We evaluated adrenocortical tumor cell proliferation by nuclear Ki-67 immunostaining. No adrenocortical adenoma in this study demonstrated a Ki-67–positive phenotype. High Ki-67 expression was more frequently identified in adrenocortical carcinoma than adenoma, supporting findings of earlier studies and validating the value of this molecular marker in differentiating benign from malignant adrenocortical tumors (12, 13, 16). The association between Ki-67 expression and mitotic activity has been reported earlier by Nakazumi et al. (16) and Goldblum et al. (12). The present study supports and extends these findings to a large, pathologically well-characterized cohort with adrenocortical neoplasms. The number of adverse morphologic features displayed by the adrenocortical tumor correlated significantly with expression of Ki-67. This association has not been reported previously, possibly because of the relatively small sample size of patients with adrenocortical carcinoma in earlier studies (12, 13, 14, 15, 16). The morphologic analogues of tumor cell proliferation as measured by Ki-67 immunostaining appear to be mitotic activity and the number of adverse pathologic features expressed by the adrenocortical tumor. Because Ki-67 interpretation is less subjective than mitotic count, it can be used by less experienced morphologists and can lead to better interobserver agreement in the diagnosis of malignancy in adrenocortical tumors.

We identified Ki-67, p21, and p27 overexpression and mdm-2 underexpression to be associated with adrenal malignancy. We found the criterion of number (0 to 4) of unfavorable markers expressed [Ki-67(+), p21(+), p27 (+), mdm-2(−)] useful for predicting malignancy. The phenotype Ki-67(+) p21(+) p27 (+) mdm-2(−) was only seen in malignant cases in this study. However, only 13% of carcinomas expressed this phenotype. Among nine cases with the Ki-67(−) p21(−) p27 (−) mdm-2(+) phenotype, only one was malignant. Albeit few in number, all p53(+) tumors were malignant. Although specific, immunohistochemically defined, multimolecular phenotypes can support the diagnosis of adrenocortical adenoma, they cannot be relied upon for definitive diagnosis of adrenocortical carcinoma in the absence of supportive morphologic criteria, because these molecular markers are not sensitive enough even when combined.

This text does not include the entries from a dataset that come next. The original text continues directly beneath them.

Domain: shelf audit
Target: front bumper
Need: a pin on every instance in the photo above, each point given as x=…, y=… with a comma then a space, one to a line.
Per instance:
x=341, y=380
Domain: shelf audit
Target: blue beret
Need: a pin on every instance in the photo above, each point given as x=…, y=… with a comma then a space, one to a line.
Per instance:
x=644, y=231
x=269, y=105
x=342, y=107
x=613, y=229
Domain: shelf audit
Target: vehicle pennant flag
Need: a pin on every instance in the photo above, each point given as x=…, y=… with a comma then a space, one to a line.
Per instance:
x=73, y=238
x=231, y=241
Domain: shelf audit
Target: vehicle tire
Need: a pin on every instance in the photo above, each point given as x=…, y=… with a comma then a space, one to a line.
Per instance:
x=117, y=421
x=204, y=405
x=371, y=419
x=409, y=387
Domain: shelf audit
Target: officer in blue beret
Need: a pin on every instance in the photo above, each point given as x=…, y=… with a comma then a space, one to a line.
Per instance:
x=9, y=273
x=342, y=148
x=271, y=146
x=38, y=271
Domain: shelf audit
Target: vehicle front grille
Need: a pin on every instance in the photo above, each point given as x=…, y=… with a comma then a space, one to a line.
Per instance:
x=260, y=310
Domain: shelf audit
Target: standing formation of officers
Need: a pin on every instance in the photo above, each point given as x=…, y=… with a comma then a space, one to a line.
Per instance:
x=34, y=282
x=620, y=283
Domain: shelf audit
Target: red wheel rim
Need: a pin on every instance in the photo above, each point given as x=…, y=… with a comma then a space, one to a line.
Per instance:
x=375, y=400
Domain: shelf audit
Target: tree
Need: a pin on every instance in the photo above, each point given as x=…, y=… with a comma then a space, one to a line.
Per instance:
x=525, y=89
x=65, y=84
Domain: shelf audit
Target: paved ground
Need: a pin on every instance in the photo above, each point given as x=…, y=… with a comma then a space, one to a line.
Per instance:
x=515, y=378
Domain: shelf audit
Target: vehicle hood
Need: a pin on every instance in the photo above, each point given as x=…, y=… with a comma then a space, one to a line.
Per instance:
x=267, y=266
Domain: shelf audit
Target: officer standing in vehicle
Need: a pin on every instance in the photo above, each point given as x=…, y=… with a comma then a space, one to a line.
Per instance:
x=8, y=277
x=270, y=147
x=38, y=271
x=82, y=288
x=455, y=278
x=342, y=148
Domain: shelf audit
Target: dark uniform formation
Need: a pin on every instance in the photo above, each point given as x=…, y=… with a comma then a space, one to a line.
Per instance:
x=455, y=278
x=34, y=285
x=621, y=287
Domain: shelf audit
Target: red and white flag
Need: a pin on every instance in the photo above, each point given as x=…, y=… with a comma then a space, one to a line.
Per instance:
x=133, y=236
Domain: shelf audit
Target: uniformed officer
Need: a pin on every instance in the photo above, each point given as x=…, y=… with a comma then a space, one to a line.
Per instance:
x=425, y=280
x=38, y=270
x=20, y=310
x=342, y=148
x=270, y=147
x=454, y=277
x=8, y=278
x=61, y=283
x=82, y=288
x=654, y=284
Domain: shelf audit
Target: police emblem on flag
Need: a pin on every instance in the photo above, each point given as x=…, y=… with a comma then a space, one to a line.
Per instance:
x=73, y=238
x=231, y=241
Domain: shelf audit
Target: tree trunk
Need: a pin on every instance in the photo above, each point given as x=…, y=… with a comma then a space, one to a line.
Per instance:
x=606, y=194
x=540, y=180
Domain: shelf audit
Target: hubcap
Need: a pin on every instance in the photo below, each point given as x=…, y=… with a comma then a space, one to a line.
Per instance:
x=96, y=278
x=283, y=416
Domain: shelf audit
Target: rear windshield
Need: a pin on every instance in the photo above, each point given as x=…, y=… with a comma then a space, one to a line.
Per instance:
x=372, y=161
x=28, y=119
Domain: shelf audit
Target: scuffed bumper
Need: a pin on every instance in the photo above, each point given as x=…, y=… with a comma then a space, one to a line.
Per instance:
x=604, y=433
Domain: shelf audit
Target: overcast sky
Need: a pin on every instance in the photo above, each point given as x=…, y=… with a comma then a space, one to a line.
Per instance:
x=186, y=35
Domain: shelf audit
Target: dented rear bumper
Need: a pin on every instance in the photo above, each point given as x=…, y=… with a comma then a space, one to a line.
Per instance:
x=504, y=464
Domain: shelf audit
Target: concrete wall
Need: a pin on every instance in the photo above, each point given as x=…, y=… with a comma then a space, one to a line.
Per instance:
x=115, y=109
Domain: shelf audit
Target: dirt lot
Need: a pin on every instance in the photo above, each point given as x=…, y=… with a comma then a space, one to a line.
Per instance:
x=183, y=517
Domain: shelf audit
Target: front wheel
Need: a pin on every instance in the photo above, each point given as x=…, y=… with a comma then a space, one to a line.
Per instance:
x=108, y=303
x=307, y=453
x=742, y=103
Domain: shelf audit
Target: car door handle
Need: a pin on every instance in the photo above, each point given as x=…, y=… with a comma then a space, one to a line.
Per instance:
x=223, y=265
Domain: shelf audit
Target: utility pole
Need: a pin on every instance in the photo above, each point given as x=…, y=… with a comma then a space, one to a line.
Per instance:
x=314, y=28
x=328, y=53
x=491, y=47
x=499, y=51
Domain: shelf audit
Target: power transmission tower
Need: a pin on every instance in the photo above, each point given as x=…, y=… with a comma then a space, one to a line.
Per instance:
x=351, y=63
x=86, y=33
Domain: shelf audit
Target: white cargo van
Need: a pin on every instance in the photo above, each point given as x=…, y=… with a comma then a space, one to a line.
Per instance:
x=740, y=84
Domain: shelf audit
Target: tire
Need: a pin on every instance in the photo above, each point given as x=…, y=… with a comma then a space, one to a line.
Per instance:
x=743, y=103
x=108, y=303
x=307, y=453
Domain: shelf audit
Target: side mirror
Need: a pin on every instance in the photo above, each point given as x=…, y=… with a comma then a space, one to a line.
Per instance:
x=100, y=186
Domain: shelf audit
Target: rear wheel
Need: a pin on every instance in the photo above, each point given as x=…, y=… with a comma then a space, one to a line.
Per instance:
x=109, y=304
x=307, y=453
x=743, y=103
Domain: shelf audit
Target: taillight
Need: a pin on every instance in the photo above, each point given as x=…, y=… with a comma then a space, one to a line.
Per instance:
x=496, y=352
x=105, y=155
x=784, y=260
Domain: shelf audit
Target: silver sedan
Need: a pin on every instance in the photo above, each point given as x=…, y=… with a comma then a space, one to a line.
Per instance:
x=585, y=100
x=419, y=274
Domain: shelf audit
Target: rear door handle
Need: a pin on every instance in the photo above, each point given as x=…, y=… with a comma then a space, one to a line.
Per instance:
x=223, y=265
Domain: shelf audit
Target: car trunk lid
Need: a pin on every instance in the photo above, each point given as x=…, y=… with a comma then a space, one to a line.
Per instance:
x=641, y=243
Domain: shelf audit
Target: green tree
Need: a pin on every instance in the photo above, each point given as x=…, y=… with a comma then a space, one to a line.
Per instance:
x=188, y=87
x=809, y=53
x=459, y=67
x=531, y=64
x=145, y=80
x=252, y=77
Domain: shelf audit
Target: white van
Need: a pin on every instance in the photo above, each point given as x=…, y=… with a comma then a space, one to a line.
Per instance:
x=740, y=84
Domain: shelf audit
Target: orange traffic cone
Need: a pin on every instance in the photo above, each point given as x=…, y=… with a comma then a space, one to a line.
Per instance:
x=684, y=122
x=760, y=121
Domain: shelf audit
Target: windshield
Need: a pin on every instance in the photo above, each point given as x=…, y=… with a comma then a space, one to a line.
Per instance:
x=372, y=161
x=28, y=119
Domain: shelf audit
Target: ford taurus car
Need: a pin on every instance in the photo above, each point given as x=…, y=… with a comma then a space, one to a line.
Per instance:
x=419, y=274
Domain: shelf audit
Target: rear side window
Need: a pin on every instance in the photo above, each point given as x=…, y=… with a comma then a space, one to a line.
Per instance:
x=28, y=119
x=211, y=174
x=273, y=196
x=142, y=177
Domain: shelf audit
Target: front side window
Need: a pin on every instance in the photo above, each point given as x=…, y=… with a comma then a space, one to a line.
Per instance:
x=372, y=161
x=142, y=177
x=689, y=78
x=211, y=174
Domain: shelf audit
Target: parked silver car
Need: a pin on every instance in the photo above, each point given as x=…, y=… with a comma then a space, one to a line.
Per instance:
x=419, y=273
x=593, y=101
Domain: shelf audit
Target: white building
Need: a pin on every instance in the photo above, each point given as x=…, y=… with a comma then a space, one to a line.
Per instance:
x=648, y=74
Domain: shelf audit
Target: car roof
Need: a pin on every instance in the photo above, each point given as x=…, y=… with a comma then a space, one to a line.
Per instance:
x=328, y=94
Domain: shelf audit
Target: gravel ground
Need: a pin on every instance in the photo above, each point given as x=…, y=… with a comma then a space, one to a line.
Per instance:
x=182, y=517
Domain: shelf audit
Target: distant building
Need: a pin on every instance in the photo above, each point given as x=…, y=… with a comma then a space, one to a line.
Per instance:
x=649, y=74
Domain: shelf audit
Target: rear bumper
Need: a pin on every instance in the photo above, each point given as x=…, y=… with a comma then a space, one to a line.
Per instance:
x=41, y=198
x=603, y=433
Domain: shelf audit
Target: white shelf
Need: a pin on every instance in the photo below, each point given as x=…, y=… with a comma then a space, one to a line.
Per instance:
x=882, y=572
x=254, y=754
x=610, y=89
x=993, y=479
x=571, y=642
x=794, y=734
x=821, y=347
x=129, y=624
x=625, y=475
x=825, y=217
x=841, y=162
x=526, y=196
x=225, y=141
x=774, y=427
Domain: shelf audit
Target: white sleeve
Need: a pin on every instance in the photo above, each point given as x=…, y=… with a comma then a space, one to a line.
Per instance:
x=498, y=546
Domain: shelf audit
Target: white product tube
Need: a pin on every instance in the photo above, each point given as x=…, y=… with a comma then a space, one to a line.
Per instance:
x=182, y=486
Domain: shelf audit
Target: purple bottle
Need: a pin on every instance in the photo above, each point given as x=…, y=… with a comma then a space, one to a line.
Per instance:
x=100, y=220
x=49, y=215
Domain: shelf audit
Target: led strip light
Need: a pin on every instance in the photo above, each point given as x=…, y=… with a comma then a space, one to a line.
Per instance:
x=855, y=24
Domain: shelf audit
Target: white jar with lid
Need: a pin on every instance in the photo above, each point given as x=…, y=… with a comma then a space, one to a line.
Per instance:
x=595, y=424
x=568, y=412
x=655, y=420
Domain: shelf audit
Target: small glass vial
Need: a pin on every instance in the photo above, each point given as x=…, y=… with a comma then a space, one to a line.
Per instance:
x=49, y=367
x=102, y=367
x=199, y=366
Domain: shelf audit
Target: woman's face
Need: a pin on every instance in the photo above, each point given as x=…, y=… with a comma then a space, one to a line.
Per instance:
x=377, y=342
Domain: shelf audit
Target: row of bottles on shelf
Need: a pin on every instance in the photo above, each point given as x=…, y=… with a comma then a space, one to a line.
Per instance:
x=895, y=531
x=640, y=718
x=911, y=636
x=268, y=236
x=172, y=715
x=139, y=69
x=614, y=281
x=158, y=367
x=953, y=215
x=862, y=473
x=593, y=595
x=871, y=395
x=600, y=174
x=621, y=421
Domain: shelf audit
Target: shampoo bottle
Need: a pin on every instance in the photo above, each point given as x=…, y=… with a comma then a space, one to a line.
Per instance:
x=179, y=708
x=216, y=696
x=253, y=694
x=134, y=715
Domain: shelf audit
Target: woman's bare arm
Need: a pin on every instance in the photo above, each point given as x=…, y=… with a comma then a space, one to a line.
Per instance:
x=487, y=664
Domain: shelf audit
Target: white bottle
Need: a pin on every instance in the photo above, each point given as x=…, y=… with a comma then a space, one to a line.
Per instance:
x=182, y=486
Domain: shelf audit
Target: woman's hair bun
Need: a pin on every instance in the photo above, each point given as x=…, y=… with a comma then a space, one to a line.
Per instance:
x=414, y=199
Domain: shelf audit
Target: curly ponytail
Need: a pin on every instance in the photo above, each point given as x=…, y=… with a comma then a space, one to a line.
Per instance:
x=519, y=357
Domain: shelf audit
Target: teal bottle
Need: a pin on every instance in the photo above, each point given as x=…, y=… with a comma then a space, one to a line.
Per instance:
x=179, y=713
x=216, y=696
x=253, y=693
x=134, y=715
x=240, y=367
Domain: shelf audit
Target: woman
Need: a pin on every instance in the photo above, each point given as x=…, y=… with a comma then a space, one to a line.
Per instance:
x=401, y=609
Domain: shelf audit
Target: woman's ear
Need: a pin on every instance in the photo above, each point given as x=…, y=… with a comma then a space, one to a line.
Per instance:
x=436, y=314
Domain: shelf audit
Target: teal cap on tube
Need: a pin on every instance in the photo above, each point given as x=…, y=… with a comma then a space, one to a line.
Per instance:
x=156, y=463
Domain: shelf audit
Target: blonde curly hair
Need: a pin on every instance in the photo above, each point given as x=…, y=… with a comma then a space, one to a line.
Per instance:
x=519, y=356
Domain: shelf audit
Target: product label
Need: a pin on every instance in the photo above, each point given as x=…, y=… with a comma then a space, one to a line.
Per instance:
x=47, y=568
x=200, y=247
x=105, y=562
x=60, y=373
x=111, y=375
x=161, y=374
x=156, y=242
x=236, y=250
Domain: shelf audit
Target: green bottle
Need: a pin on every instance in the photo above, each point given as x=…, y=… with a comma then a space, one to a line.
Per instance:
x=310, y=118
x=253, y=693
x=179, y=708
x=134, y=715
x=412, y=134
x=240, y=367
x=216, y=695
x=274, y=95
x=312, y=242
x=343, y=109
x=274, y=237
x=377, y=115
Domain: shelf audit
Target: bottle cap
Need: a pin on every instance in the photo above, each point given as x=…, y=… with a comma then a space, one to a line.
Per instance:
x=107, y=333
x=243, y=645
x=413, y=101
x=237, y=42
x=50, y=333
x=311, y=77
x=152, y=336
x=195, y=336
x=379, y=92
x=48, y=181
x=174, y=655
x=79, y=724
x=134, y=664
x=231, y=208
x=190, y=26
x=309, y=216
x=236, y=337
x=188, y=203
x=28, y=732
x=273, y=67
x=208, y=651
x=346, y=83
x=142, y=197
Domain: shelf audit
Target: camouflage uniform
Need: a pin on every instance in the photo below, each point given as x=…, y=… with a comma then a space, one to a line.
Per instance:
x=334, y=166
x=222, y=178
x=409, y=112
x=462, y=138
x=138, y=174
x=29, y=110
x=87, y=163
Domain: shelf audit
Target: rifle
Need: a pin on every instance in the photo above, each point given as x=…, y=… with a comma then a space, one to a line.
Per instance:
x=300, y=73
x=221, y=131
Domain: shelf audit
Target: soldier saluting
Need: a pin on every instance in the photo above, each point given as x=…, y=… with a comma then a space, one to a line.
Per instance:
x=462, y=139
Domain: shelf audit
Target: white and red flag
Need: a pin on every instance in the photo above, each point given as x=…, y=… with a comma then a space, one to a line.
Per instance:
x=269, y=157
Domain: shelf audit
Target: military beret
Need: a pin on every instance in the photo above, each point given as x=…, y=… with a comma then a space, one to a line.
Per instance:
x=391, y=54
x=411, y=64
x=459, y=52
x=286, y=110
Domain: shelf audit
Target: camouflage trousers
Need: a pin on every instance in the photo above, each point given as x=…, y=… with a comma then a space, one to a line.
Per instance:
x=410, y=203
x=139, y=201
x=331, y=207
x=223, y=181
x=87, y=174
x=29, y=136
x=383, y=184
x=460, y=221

Weiss et al. (5) defined specific morphologic characteristics of adrenocortical carcinoma and found that only mitotic activity correlated significantly with patient survival. The majority of tumor-related deaths associated with adrenocortical carcinoma occur as a result of distant spread of disease. In this study, we correlated histopathological and molecular parameters with risk of metastasis in adrenocortical carcinomas. Although individual marker expression did not provide insights into the metastatic potential of adrenocortical carcinoma, the number of unfavorable markers expressed [Ki-67(+), p21(+), p27 (+), mdm-2(−)] was highly predictive of distant spread of disease. Tumor morphology was the dominant determinant of distant disease progression. Histological assessment remains the cornerstone of the diagnosis and assessment of biology for adrenocortical neoplasms at the present time.